Stephen J. Gould, 1998, p. 314, Phil. Trans. Royal Soc. London B
What it’s all about
My doctoral research probes the macroecological consequences of biotic competition and abiotic resource limitation in marine invertebrate communities. In other words, I test ideas about why species exist where they do in space and time, and especially why some species coexist and others go extinct. On a daily basis, I write computer code to analyze complex data sets, including building species distribution models (a.k.a. ecological niche modeling). These approaches fall under the remit of “macroecology” and “stratigraphic paleobiology,” interdisciplinary fields that bridge spatial ecology, evolutionary biology, and stratigraphy.
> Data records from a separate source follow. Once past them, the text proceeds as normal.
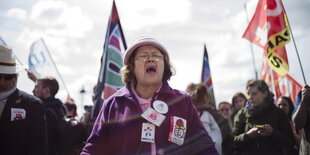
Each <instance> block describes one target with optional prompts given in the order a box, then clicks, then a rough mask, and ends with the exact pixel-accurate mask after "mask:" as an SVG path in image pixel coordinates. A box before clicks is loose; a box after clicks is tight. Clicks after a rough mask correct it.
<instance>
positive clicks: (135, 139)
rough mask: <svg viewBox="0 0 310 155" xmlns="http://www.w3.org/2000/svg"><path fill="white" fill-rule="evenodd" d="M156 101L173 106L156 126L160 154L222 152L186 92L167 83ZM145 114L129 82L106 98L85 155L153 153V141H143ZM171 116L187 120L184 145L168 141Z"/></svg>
mask: <svg viewBox="0 0 310 155" xmlns="http://www.w3.org/2000/svg"><path fill="white" fill-rule="evenodd" d="M155 100H161V101H164V102H165V103H167V104H168V107H169V111H168V112H167V113H166V114H164V115H165V116H166V119H165V120H164V122H163V123H162V124H161V126H160V127H157V126H156V128H155V143H156V151H157V154H178V155H181V154H208V155H217V154H218V153H217V152H216V150H215V148H214V143H213V142H212V140H211V138H210V137H209V135H208V134H207V132H206V130H205V129H204V127H203V125H202V123H201V121H200V119H199V118H198V114H197V111H196V109H195V107H194V106H193V104H192V101H191V99H190V97H189V96H188V95H187V94H186V93H184V92H181V91H178V90H174V89H172V88H171V87H170V86H169V85H168V83H167V82H164V83H163V86H162V88H161V89H160V91H159V92H158V93H155V94H154V96H153V99H152V102H153V101H155ZM141 114H142V109H141V107H140V105H139V103H138V101H137V99H136V97H135V96H134V95H133V93H132V92H131V88H130V84H127V85H126V87H123V88H122V89H120V90H118V91H117V92H116V93H115V94H114V95H112V96H111V97H110V98H108V99H107V100H105V102H104V104H103V107H102V109H101V111H100V113H99V115H98V117H97V120H96V122H95V124H94V127H93V131H92V133H91V135H90V137H89V138H88V140H87V143H86V145H85V147H84V149H83V151H82V153H81V155H103V154H109V155H110V154H126V155H128V154H150V153H151V143H147V142H141V130H142V123H143V122H147V120H145V119H144V118H142V117H141ZM170 116H177V117H181V118H183V119H185V120H187V131H186V135H185V141H184V143H183V145H177V144H175V143H172V142H170V141H168V137H169V131H170V123H171V122H170Z"/></svg>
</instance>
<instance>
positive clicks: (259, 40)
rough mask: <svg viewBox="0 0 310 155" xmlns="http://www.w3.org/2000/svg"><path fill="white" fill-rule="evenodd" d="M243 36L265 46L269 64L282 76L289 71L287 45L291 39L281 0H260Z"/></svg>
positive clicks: (257, 43)
mask: <svg viewBox="0 0 310 155" xmlns="http://www.w3.org/2000/svg"><path fill="white" fill-rule="evenodd" d="M242 37H243V38H245V39H247V40H249V41H251V42H252V43H254V44H256V45H258V46H259V47H262V48H264V50H265V51H266V52H267V58H268V59H267V62H268V64H269V66H271V68H272V69H273V70H274V71H275V72H277V73H278V74H279V75H280V76H284V75H286V74H287V73H288V71H289V64H288V58H287V54H286V49H285V45H286V44H287V43H289V41H290V34H289V27H288V25H287V21H286V14H285V10H284V7H283V4H282V1H281V0H259V2H258V5H257V7H256V11H255V13H254V16H253V18H252V20H251V22H250V24H249V26H248V27H247V29H246V31H245V32H244V34H243V36H242Z"/></svg>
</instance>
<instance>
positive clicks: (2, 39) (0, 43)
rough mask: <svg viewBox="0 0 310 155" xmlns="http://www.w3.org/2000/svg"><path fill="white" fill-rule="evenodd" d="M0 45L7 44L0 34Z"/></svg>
mask: <svg viewBox="0 0 310 155" xmlns="http://www.w3.org/2000/svg"><path fill="white" fill-rule="evenodd" d="M0 45H4V46H7V44H6V42H5V41H4V40H3V39H2V37H1V36H0Z"/></svg>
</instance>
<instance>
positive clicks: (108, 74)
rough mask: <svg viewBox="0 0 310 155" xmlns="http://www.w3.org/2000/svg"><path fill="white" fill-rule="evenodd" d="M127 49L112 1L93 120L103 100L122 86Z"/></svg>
mask: <svg viewBox="0 0 310 155" xmlns="http://www.w3.org/2000/svg"><path fill="white" fill-rule="evenodd" d="M126 48H127V46H126V41H125V38H124V34H123V31H122V27H121V23H120V20H119V16H118V13H117V9H116V5H115V2H114V1H113V5H112V11H111V14H110V18H109V22H108V28H107V32H106V37H105V43H104V47H103V55H102V57H101V67H100V71H99V78H98V83H97V85H96V88H95V103H94V111H93V118H94V117H97V115H98V113H99V111H100V109H101V105H102V102H103V100H104V99H107V98H108V97H109V96H111V95H112V94H113V93H115V92H116V91H117V90H118V89H119V88H120V87H122V86H123V83H122V79H121V74H120V69H121V68H122V67H123V66H124V64H123V61H122V60H123V59H122V57H123V52H124V51H125V49H126Z"/></svg>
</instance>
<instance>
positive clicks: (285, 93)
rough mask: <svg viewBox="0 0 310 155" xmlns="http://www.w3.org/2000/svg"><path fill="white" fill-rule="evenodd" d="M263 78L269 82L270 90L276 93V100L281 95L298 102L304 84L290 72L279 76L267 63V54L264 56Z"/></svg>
mask: <svg viewBox="0 0 310 155" xmlns="http://www.w3.org/2000/svg"><path fill="white" fill-rule="evenodd" d="M261 78H262V80H264V81H265V82H266V83H267V84H268V86H269V89H270V91H271V92H273V93H274V95H275V100H278V98H279V97H281V96H287V97H290V98H291V100H292V101H293V103H294V104H296V97H297V95H298V92H299V91H300V90H301V89H302V86H301V85H300V84H299V83H298V82H297V81H296V80H295V79H294V78H293V77H291V76H290V75H289V74H286V75H285V76H279V75H278V74H277V73H276V72H275V71H273V70H272V69H271V68H270V67H269V66H268V65H267V58H266V55H264V57H263V65H262V74H261Z"/></svg>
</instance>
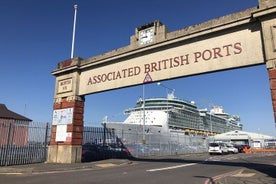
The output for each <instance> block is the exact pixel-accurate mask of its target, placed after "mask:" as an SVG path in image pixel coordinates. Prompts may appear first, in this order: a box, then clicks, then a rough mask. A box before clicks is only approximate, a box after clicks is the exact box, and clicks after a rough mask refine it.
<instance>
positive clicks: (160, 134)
mask: <svg viewBox="0 0 276 184" xmlns="http://www.w3.org/2000/svg"><path fill="white" fill-rule="evenodd" d="M109 132H111V134H113V135H114V136H115V135H116V137H115V139H114V140H120V142H121V143H122V145H123V146H124V147H125V148H127V150H128V151H129V152H130V153H131V155H132V156H134V157H136V158H139V157H147V156H169V155H177V154H188V153H203V152H207V151H208V144H209V142H210V140H211V138H210V137H205V136H202V135H195V134H190V135H185V134H184V133H162V134H157V135H156V134H151V133H145V134H143V133H142V132H141V131H140V132H135V133H134V132H131V133H130V132H127V131H123V130H118V129H116V130H114V129H113V130H109Z"/></svg>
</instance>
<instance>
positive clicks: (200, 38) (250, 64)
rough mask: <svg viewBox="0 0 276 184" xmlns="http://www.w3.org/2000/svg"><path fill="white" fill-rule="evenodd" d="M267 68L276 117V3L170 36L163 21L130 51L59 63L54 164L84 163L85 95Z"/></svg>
mask: <svg viewBox="0 0 276 184" xmlns="http://www.w3.org/2000/svg"><path fill="white" fill-rule="evenodd" d="M261 64H263V65H266V67H267V69H268V73H269V79H270V85H271V94H272V104H273V109H274V116H275V114H276V2H275V1H274V0H259V6H258V7H253V8H250V9H247V10H245V11H242V12H238V13H234V14H231V15H226V16H223V17H220V18H217V19H214V20H210V21H207V22H204V23H201V24H198V25H195V26H190V27H187V28H183V29H180V30H177V31H174V32H168V29H167V27H166V26H165V25H164V24H162V23H161V22H160V21H154V22H151V23H148V24H145V25H142V26H140V27H137V28H136V29H135V31H134V35H132V36H131V37H130V44H129V45H128V46H125V47H122V48H118V49H116V50H112V51H110V52H107V53H104V54H101V55H98V56H94V57H90V58H88V59H83V58H80V57H76V58H71V59H68V60H65V61H62V62H59V63H58V65H57V68H56V69H55V70H54V71H52V74H53V75H54V76H55V77H56V84H55V96H54V105H53V122H52V124H53V126H52V132H51V141H50V146H49V149H48V158H47V161H48V162H54V163H74V162H80V161H81V144H82V133H83V114H84V103H85V95H89V94H93V93H98V92H102V91H107V90H112V89H118V88H123V87H128V86H135V85H139V84H144V83H148V82H157V81H162V80H167V79H174V78H180V77H185V76H191V75H198V74H203V73H209V72H215V71H221V70H228V69H234V68H240V67H247V66H253V65H261Z"/></svg>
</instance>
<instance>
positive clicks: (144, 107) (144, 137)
mask: <svg viewBox="0 0 276 184" xmlns="http://www.w3.org/2000/svg"><path fill="white" fill-rule="evenodd" d="M145 117H146V116H145V85H144V84H143V130H142V131H143V140H142V143H143V144H146V137H145V124H146V120H145Z"/></svg>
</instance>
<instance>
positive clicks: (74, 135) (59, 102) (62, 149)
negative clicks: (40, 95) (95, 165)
mask: <svg viewBox="0 0 276 184" xmlns="http://www.w3.org/2000/svg"><path fill="white" fill-rule="evenodd" d="M53 109H54V112H55V111H62V110H65V111H66V110H70V111H71V110H72V123H70V122H68V124H61V125H59V124H53V125H52V130H51V139H50V146H49V149H48V158H47V162H48V163H78V162H81V154H82V137H83V113H84V97H80V96H75V97H64V98H61V99H59V100H58V101H57V102H55V103H54V108H53ZM53 116H55V115H53Z"/></svg>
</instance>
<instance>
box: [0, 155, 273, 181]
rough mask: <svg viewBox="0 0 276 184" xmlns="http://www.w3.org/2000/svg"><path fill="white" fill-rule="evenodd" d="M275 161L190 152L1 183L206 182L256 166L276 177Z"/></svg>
mask: <svg viewBox="0 0 276 184" xmlns="http://www.w3.org/2000/svg"><path fill="white" fill-rule="evenodd" d="M273 165H274V167H273ZM275 165H276V155H275V154H274V155H269V154H229V155H216V156H209V155H208V154H191V155H180V156H175V157H173V158H154V159H140V160H134V161H131V162H130V163H128V164H122V165H118V166H114V165H112V164H109V163H104V164H103V165H101V167H99V168H97V169H95V168H86V169H78V170H63V171H54V172H53V171H51V172H47V171H44V172H39V173H30V174H20V175H18V174H17V175H14V174H12V175H11V174H1V175H0V183H9V184H19V183H20V184H22V183H26V184H27V183H28V184H37V183H40V184H44V183H45V184H46V183H47V184H51V183H58V184H75V183H79V184H88V183H89V184H91V183H92V184H98V183H99V184H111V183H112V184H113V183H120V184H121V183H131V184H136V183H137V184H141V183H145V184H153V183H154V184H155V183H158V184H163V183H164V184H178V183H179V184H180V183H181V184H183V183H189V184H193V183H195V184H199V183H202V184H203V183H206V181H207V180H208V179H210V180H213V179H215V178H219V177H223V176H224V175H225V176H226V175H227V174H229V173H234V172H238V171H239V170H241V169H242V168H249V169H252V168H254V169H257V170H259V171H260V172H263V173H265V174H268V175H271V176H274V177H275V174H273V173H275V172H276V170H275ZM267 166H269V167H267ZM271 168H272V169H271Z"/></svg>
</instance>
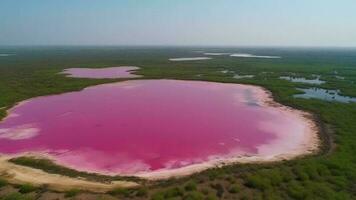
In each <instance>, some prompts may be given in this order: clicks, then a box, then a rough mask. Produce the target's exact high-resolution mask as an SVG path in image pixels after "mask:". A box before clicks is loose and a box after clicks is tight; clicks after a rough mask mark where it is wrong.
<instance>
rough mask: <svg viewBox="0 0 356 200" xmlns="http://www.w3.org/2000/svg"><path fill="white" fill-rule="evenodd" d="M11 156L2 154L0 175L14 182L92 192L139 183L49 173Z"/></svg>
mask: <svg viewBox="0 0 356 200" xmlns="http://www.w3.org/2000/svg"><path fill="white" fill-rule="evenodd" d="M9 159H11V157H10V156H3V155H1V156H0V175H1V177H2V178H5V179H6V180H7V181H9V182H10V183H13V184H24V183H30V184H32V185H34V186H43V185H46V186H48V188H50V189H52V190H56V191H67V190H70V189H79V190H85V191H91V192H98V193H104V192H107V191H110V190H112V189H115V188H118V187H125V188H129V187H137V186H138V184H137V183H134V182H129V181H114V182H111V183H99V182H93V181H87V180H84V179H80V178H71V177H67V176H62V175H58V174H49V173H46V172H44V171H42V170H39V169H34V168H30V167H25V166H20V165H16V164H13V163H11V162H9V161H8V160H9Z"/></svg>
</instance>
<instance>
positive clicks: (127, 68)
mask: <svg viewBox="0 0 356 200" xmlns="http://www.w3.org/2000/svg"><path fill="white" fill-rule="evenodd" d="M138 69H139V68H138V67H129V66H125V67H108V68H95V69H94V68H69V69H65V70H64V71H63V73H65V74H68V77H75V78H137V77H141V76H139V75H135V74H131V71H134V70H138Z"/></svg>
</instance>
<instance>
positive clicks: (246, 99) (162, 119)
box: [0, 80, 311, 175]
mask: <svg viewBox="0 0 356 200" xmlns="http://www.w3.org/2000/svg"><path fill="white" fill-rule="evenodd" d="M265 101H267V102H271V99H270V97H269V94H268V93H267V92H266V91H264V90H263V89H262V88H259V87H255V86H248V85H238V84H224V83H212V82H203V81H177V80H135V81H125V82H119V83H112V84H104V85H98V86H93V87H89V88H86V89H84V90H82V91H77V92H69V93H64V94H59V95H51V96H44V97H38V98H33V99H30V100H28V101H24V102H22V103H20V104H19V105H17V106H15V107H14V108H13V109H11V110H10V111H9V116H8V117H6V118H5V119H4V120H3V121H1V122H0V153H5V154H18V153H23V152H34V153H36V152H37V153H42V152H45V153H46V154H49V155H50V156H51V158H53V159H54V160H55V161H56V162H57V163H59V164H62V165H65V166H68V167H71V168H74V169H77V170H84V171H92V172H99V173H105V174H106V173H107V174H125V175H133V174H137V173H146V172H152V171H156V170H171V169H177V168H181V167H185V166H190V165H194V164H201V163H205V162H212V161H215V160H221V159H230V158H234V157H245V156H247V157H249V156H260V157H262V158H266V159H269V158H274V157H278V155H282V154H283V155H285V154H286V153H288V152H296V151H297V150H298V149H304V148H305V146H308V145H307V144H306V142H307V141H309V140H308V137H307V136H308V134H310V132H309V131H311V128H310V126H309V125H310V124H309V121H305V119H304V118H303V117H302V115H301V114H300V113H299V111H293V110H291V109H288V108H286V107H281V106H271V105H270V104H268V103H265Z"/></svg>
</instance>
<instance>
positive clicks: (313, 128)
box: [0, 85, 321, 192]
mask: <svg viewBox="0 0 356 200" xmlns="http://www.w3.org/2000/svg"><path fill="white" fill-rule="evenodd" d="M244 86H246V85H244ZM247 87H251V88H255V89H256V87H257V88H259V90H254V91H257V92H258V94H257V93H256V95H258V96H260V97H263V98H259V101H258V102H257V104H259V105H260V106H271V107H275V108H278V109H281V110H282V111H286V112H291V113H292V114H293V115H295V117H296V118H297V119H300V120H302V121H303V122H305V124H306V127H307V128H305V129H304V130H305V131H304V132H303V133H301V134H302V135H303V137H302V138H303V142H302V143H301V144H300V145H299V146H298V148H295V149H293V150H291V151H288V152H285V153H282V154H281V153H280V152H279V153H275V154H273V153H272V154H255V155H240V156H229V157H225V158H214V159H211V160H210V161H207V162H203V163H199V164H192V165H189V166H185V167H181V168H177V169H161V170H156V171H148V172H142V173H138V174H125V175H128V176H130V175H132V176H137V177H141V178H145V179H148V180H161V179H167V178H172V177H182V176H188V175H191V174H194V173H197V172H201V171H204V170H206V169H209V168H215V167H221V166H224V165H231V164H237V163H262V162H276V161H283V160H288V159H293V158H297V157H301V156H304V155H308V154H312V153H316V152H318V149H319V146H320V144H321V143H320V138H319V135H318V133H319V131H320V130H319V127H318V125H317V124H316V122H315V121H314V119H313V115H312V114H310V113H307V112H304V111H300V110H296V109H294V108H291V107H288V106H284V105H282V104H279V103H278V102H275V101H274V100H273V97H272V93H271V92H270V91H268V90H266V89H265V88H263V87H259V86H252V85H251V86H247ZM25 102H26V101H24V102H22V103H25ZM10 110H11V109H10ZM8 111H9V110H8ZM277 144H278V143H277ZM275 145H276V144H275ZM39 156H40V157H42V156H43V155H41V154H39ZM13 157H14V156H13ZM11 158H12V157H10V156H0V175H1V177H6V179H7V180H8V181H9V182H11V183H32V184H34V185H48V186H49V187H50V188H51V189H54V190H59V191H64V190H68V189H71V188H76V189H83V190H89V191H93V192H105V191H108V190H111V189H113V188H116V187H135V186H138V184H137V183H135V182H128V181H119V182H113V183H110V184H105V183H98V182H92V181H87V180H83V179H80V178H71V177H66V176H62V175H57V174H49V173H46V172H44V171H42V170H39V169H33V168H30V167H25V166H19V165H16V164H13V163H10V162H8V160H9V159H11Z"/></svg>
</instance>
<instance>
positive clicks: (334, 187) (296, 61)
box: [0, 47, 356, 200]
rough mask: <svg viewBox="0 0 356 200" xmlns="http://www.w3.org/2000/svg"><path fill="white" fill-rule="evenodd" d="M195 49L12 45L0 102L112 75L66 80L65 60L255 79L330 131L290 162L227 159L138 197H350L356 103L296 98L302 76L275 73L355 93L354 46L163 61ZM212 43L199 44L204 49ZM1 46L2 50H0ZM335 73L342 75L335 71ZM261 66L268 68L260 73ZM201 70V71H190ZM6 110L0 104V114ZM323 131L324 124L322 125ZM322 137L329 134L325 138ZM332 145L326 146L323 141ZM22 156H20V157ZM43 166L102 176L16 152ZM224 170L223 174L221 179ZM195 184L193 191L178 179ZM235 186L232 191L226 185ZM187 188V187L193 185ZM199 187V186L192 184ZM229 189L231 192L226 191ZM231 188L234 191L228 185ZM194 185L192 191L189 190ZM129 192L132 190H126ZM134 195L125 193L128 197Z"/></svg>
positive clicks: (190, 183)
mask: <svg viewBox="0 0 356 200" xmlns="http://www.w3.org/2000/svg"><path fill="white" fill-rule="evenodd" d="M194 49H195V48H153V49H150V48H139V47H137V48H128V49H123V48H119V47H97V48H93V47H77V48H75V47H57V48H16V49H10V50H11V52H16V56H12V57H4V58H1V60H0V94H1V95H0V108H2V107H6V108H10V107H11V106H13V105H15V104H16V103H17V102H19V101H22V100H25V99H28V98H32V97H36V96H42V95H48V94H58V93H63V92H68V91H76V90H81V89H83V88H85V87H87V86H90V85H96V84H102V83H107V82H112V81H120V80H90V79H72V78H65V77H64V76H63V75H58V74H57V72H60V71H61V70H62V69H64V68H67V67H106V66H119V65H136V66H139V67H142V69H141V70H140V71H139V74H142V75H144V76H145V77H144V78H147V79H161V78H170V79H183V80H205V81H215V82H226V83H243V84H253V85H259V86H262V87H265V88H267V89H268V90H270V91H271V92H272V93H273V97H274V99H275V100H276V101H278V102H280V103H282V104H284V105H288V106H292V107H294V108H297V109H302V110H306V111H309V112H312V113H314V114H315V115H316V116H317V117H318V120H319V122H320V124H321V125H322V126H323V127H326V125H327V127H331V128H332V132H328V135H325V134H323V135H321V136H322V137H324V140H323V141H326V144H325V145H323V148H324V149H323V151H322V152H320V154H318V155H313V156H307V157H305V158H299V159H296V160H292V161H285V162H279V163H270V164H260V165H251V164H245V165H234V166H227V167H223V168H218V169H211V170H207V171H205V172H202V173H199V174H195V175H193V176H191V177H189V178H182V179H172V180H167V181H161V182H157V183H149V187H148V188H147V193H146V195H144V196H143V198H149V199H167V198H178V199H182V198H188V197H189V198H195V197H197V198H200V197H201V195H203V196H204V199H220V198H227V199H333V200H334V199H356V187H355V185H356V157H355V156H354V155H355V154H356V123H355V119H356V104H355V103H350V104H343V103H336V102H324V101H321V100H314V99H310V100H307V99H296V98H293V96H292V95H293V94H297V93H300V92H299V91H297V90H296V89H295V88H297V87H301V88H307V87H311V86H310V85H308V84H303V83H291V82H288V81H285V80H280V79H279V78H278V77H279V76H281V75H293V76H298V77H306V78H308V77H310V76H311V74H318V75H321V76H322V78H321V79H322V80H325V81H326V83H325V84H323V85H320V86H318V87H321V88H325V89H340V90H341V93H342V95H349V96H356V90H355V82H356V51H355V50H350V49H349V50H343V49H339V50H337V49H336V50H334V49H241V48H239V49H234V48H225V49H213V50H215V51H218V50H220V51H226V52H237V51H238V52H248V53H253V54H261V55H263V54H266V52H268V54H275V55H280V56H282V59H269V60H267V59H238V58H230V57H224V56H222V57H219V56H218V57H216V58H215V57H214V59H212V60H206V61H195V62H174V63H172V62H169V61H168V60H167V59H168V58H170V57H180V56H184V57H188V56H196V53H193V51H192V50H194ZM209 50H212V49H206V51H209ZM2 51H4V52H5V51H9V49H0V52H2ZM221 70H232V71H235V72H237V73H239V74H241V75H243V74H253V75H255V77H254V78H253V79H234V78H233V74H228V73H227V74H223V73H221V72H220V71H221ZM335 71H337V75H339V76H343V77H345V79H344V80H340V79H337V78H335ZM265 72H268V73H265ZM198 74H202V76H197V75H198ZM5 115H6V109H0V118H2V117H5ZM324 133H325V131H324ZM328 141H332V142H333V144H332V145H330V143H329V142H328ZM331 146H332V147H333V148H330V147H331ZM23 161H26V162H23ZM18 164H28V166H32V167H37V168H41V169H43V170H47V171H48V172H51V173H64V174H67V175H68V176H69V175H71V176H87V178H88V179H92V178H93V179H95V180H99V181H106V180H108V179H110V178H108V177H100V176H99V177H97V176H95V177H94V176H92V175H88V174H81V172H77V171H71V170H69V171H68V169H63V168H61V167H60V166H55V165H53V163H49V162H48V161H43V160H42V161H33V160H30V161H29V160H26V159H23V160H22V163H20V162H18ZM227 177H229V178H227ZM191 182H194V183H195V188H196V190H194V189H193V190H190V187H188V188H185V186H187V185H189V184H191ZM235 184H236V185H237V186H238V187H239V191H238V192H233V191H234V189H232V186H233V185H235ZM193 188H194V187H193ZM203 189H204V191H205V190H206V191H207V192H204V193H203V192H201V195H200V191H202V190H203ZM231 191H232V192H231ZM236 191H237V190H236ZM196 192H198V193H199V194H197V193H196ZM132 193H133V194H135V193H138V192H137V191H136V192H132ZM131 197H133V198H135V195H131V193H130V195H129V197H128V198H131Z"/></svg>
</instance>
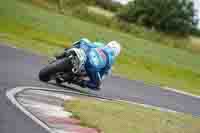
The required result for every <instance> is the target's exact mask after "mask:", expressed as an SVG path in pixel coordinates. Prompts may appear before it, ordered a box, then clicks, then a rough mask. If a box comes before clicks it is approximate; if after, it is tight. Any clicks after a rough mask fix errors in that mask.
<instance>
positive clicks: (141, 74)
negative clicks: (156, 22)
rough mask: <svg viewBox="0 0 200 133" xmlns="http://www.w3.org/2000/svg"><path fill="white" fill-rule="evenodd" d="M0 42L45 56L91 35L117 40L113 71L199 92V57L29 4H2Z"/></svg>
mask: <svg viewBox="0 0 200 133" xmlns="http://www.w3.org/2000/svg"><path fill="white" fill-rule="evenodd" d="M0 3H1V4H0V20H1V21H0V32H1V33H2V35H1V34H0V40H2V41H4V42H6V41H9V42H12V44H13V45H17V46H19V47H21V48H28V49H30V50H33V51H35V52H38V53H42V54H44V55H49V56H50V55H53V54H54V53H55V52H56V51H57V50H61V49H62V48H63V47H65V46H69V45H70V44H71V42H73V41H76V40H77V39H80V38H81V37H87V38H89V39H91V40H93V41H95V40H104V41H110V40H118V41H119V42H120V43H121V44H122V47H123V49H122V54H121V56H120V57H119V59H118V60H117V62H116V64H115V69H114V72H115V73H116V74H120V75H121V76H124V77H128V78H130V79H136V80H144V81H145V82H146V83H153V84H158V85H166V86H169V87H175V88H178V89H181V90H185V91H187V92H191V93H194V94H200V86H199V82H200V69H199V68H200V61H199V59H200V55H199V54H195V53H191V52H187V51H184V50H182V49H177V48H172V47H168V46H164V45H161V44H160V43H154V42H151V41H148V40H144V39H140V38H137V37H134V36H133V35H130V34H126V33H122V32H119V31H117V30H111V29H107V28H106V27H103V26H100V25H97V24H92V23H89V22H85V21H82V20H80V19H76V18H75V17H72V16H63V15H60V14H57V13H55V12H52V11H49V10H45V9H42V8H39V7H36V6H33V5H30V4H27V3H22V2H19V1H18V2H17V1H16V0H7V1H1V2H0Z"/></svg>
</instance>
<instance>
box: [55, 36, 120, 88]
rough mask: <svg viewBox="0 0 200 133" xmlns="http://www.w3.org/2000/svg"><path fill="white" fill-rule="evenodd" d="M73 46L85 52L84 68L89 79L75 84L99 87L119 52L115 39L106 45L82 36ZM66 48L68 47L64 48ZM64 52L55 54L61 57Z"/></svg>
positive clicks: (108, 70)
mask: <svg viewBox="0 0 200 133" xmlns="http://www.w3.org/2000/svg"><path fill="white" fill-rule="evenodd" d="M73 48H78V49H83V50H84V52H85V54H86V58H87V59H86V62H85V65H84V69H85V71H86V75H87V77H89V80H85V79H83V80H80V81H79V82H77V83H76V84H78V85H80V86H81V87H88V88H91V89H96V90H99V89H100V85H101V83H102V80H103V79H104V78H105V76H106V75H108V74H109V73H111V68H112V65H113V64H114V61H115V60H116V57H117V56H118V55H119V54H120V51H121V47H120V44H119V43H118V42H117V41H111V42H109V43H107V44H106V45H105V44H104V43H101V42H91V41H89V40H88V39H86V38H83V39H81V40H79V41H77V42H75V43H74V44H73ZM65 50H68V49H65ZM63 56H64V54H61V55H59V56H56V58H57V59H58V58H62V57H63Z"/></svg>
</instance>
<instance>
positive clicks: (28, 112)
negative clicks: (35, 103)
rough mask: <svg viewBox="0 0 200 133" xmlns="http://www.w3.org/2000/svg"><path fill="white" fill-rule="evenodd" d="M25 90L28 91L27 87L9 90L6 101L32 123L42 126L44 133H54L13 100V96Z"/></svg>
mask: <svg viewBox="0 0 200 133" xmlns="http://www.w3.org/2000/svg"><path fill="white" fill-rule="evenodd" d="M25 89H28V88H27V87H17V88H14V89H11V90H9V91H7V92H6V96H7V97H8V99H9V100H10V101H11V102H12V103H13V104H14V105H15V106H16V107H17V108H19V109H20V110H21V111H22V112H24V114H26V115H27V116H28V117H30V118H31V119H32V120H33V121H34V122H36V123H37V124H39V125H40V126H42V127H43V128H44V129H45V130H46V131H48V132H50V133H55V131H53V130H52V129H51V128H49V127H48V126H47V125H46V124H45V123H43V122H42V121H40V120H39V119H38V118H37V117H35V116H34V115H33V114H32V113H30V112H29V111H27V110H26V109H25V108H24V107H23V106H22V105H21V104H20V103H19V102H18V101H17V100H16V99H15V95H16V94H17V93H19V92H21V91H23V90H25Z"/></svg>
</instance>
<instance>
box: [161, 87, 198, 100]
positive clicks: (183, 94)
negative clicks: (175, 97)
mask: <svg viewBox="0 0 200 133" xmlns="http://www.w3.org/2000/svg"><path fill="white" fill-rule="evenodd" d="M161 88H163V89H165V90H169V91H173V92H176V93H178V94H183V95H186V96H191V97H194V98H200V96H198V95H194V94H191V93H189V92H185V91H181V90H177V89H174V88H170V87H167V86H164V87H161Z"/></svg>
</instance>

Fossil invertebrates are my main study groups. Shallow marine-dwellers with shells, such as bivalves and brachiopods, are particularly useful because so many of them have preserved in the rock record.
Why it matters
Geographic range size interacts with traits at every level of the biological hierarchy from individuals to ecosystems. Species’ ranges relate to individual characters such as body size, population-level parameters such as abundance, and species-level attributes such as extinction rate. Physical conditions restrict species’ occurrences, and species interact to influence each others’ distributions. The degree to which biotic competition vs. abiotic conditions control species’ geographic patterns, and hence community composition, has profound implications for major theories such as adaptive radiation, resource limitation, ecological saturation, diversity-dependent radiation, and species selection.
When and where I do it
Each unit of the biological hierarchy functions at a different spatio-temporal scale, so I advocate for quantifying spatial distribution patterns at multiple resolutions. At the biggest scale, I look at species’ distributions across all oceans over the entire course of the Phanerozoic (540 Ma). At an intermediate scale, I work in the Western Atlantic over the Neogene and Quaternary (23 Ma). At the finest scale, I use field data from sediment beds (ca. 10,000 year resolution) in a single basin.